The next year, the Federal Trade Commission would go after Facebook for intentionally deceptive practices on privacy settings and for failing to keep its promises to consumers on privacy issues. It would settle that dispute, but Facebook would violate the terms of the settlement, and the FTC last year levied a $5 billion fine on the company for its continued failures around user privacy, about 20 times more than it had ever fined a company over privacy enforcement issues.

In a related matter, Facebook's disregard for user privacy also enabled Cambridge Analytica to harvest personal info on millions of voters that it would use to put Donald Trump in the White House, where he would hurt the games industry by halting skilled worker visas, ginning up xenophobia that makes the US a less attractive place for developers to work, getting into a trade war with China, and putting the blame for mass shootings on violent video games (always a fun subject for Zelnick considering Take-Two owns the Grand Theft Auto franchise).

In conclusion, you do not, under any circumstances, "have to trust Facebook."

I try to put this picture on every story about Facebook and trust

Good Call, Bad Call: Sean Murray interview edition

BAD CALL: In this interview with Hello Games founder Sean Murray, he happily exclaims, "Everyone knows that Sony fanboys are the best fanboys. [laughs] They're the most hardcore! They've been really supportive -- they, hopefully, seem to associate Hello Games with a top title on PSN, and that's a big thing for us, a huge deal."

"The best fanboys" is an oxymoron, of course, and "most hardcore" is not a desirable superlative. Years later, that hardcore Sony fanboy contingent would go wild for the announcement of the company's No Man's Sky on PS4. But when the game that launched wasn't quite what they expected, Murray and his team were subjected to a torrent of abuse.

WEIRDLY PRESCIENT CALL: In the same interview, the interviewer notes that Minecraft had just passed 1 million users, and then asks, "Does that give you faith in the indie scene or does a secret part of you want [Minecraft creator Marcus "Notch" Persson] to implode spectacularly?"

After selling the Minecraft studio Mojang to Microsoft in 2014 for $2.5 billion, the game's once-celebrated creator has aired enough bigoted views on Twitter that Microsoft has scrubbed references to him from the game and distanced itself further, saying "his comments and opinions do not reflect those of Microsoft or Mojang and are not representative of Minecraft."

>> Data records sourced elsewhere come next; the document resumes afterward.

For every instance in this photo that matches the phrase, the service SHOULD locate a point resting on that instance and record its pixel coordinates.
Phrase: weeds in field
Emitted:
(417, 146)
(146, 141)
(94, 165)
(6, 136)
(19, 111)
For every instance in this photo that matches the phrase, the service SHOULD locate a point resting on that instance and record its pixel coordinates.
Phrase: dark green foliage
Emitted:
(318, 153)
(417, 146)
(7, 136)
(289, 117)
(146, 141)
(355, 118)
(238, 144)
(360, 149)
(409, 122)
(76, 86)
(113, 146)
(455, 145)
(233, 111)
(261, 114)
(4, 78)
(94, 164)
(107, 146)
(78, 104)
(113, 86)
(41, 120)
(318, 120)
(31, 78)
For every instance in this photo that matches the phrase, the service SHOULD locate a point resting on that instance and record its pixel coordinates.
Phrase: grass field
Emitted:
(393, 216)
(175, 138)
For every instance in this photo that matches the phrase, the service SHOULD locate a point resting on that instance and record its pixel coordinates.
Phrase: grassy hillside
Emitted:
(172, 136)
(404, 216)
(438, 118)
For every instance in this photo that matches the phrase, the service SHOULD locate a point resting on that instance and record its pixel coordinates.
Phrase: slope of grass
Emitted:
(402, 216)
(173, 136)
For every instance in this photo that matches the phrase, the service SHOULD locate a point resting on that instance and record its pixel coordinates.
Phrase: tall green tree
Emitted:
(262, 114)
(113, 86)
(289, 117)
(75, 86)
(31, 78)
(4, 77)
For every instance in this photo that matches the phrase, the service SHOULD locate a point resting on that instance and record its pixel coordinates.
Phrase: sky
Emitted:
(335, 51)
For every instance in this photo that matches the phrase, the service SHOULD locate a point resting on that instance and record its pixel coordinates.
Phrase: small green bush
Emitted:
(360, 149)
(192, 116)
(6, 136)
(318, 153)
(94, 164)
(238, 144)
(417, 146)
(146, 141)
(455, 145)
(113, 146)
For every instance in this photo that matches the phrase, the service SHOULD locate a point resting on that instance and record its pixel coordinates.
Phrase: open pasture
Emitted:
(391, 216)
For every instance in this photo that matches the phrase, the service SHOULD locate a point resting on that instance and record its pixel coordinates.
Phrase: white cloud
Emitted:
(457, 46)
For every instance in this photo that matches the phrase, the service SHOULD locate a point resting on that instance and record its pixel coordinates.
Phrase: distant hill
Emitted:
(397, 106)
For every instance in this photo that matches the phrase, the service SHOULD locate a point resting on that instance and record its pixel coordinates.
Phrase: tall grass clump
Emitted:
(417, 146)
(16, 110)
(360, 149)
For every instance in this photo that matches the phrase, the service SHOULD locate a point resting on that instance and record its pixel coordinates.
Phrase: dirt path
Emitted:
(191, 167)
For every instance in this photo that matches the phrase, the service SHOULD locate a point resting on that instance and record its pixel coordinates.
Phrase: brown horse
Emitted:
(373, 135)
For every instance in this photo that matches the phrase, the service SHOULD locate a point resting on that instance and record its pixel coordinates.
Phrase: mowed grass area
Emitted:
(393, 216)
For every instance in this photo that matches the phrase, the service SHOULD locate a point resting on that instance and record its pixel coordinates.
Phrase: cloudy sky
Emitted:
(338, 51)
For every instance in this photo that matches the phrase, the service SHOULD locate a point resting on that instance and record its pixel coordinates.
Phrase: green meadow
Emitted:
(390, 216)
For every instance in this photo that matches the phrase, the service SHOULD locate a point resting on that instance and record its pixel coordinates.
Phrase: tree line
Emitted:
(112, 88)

BAD BUT VERY UNDERSTANDABLE CALL: In response, Murray dismisses the idea that he would want a fellow creator to implode -- that's not the bad call part -- and adds, "I think Minecraft will go on to do more and more, it's on the ramp upwards. I think it will do one million or two million units, it's a fantastic experience."

You might have figured out that Minecraft went on to sell a whole lot more than that, so Murray's prediction of 1-2 million sales was not a great call, technically speaking. But I'm not sure anyone in 2010 was thinking the thing was on track to sell 200 million. Earlier in 2010, Persson himself was telling Gamasutra that he was selling 200 copies a day and considered that "just crazy."

(Also in that Gamasutra interview, Persson said he read and posted to 4chan and found it "a fascinating and scary place," so maybe we shouldn't have been quite so shocked at the eventual implosion after all.)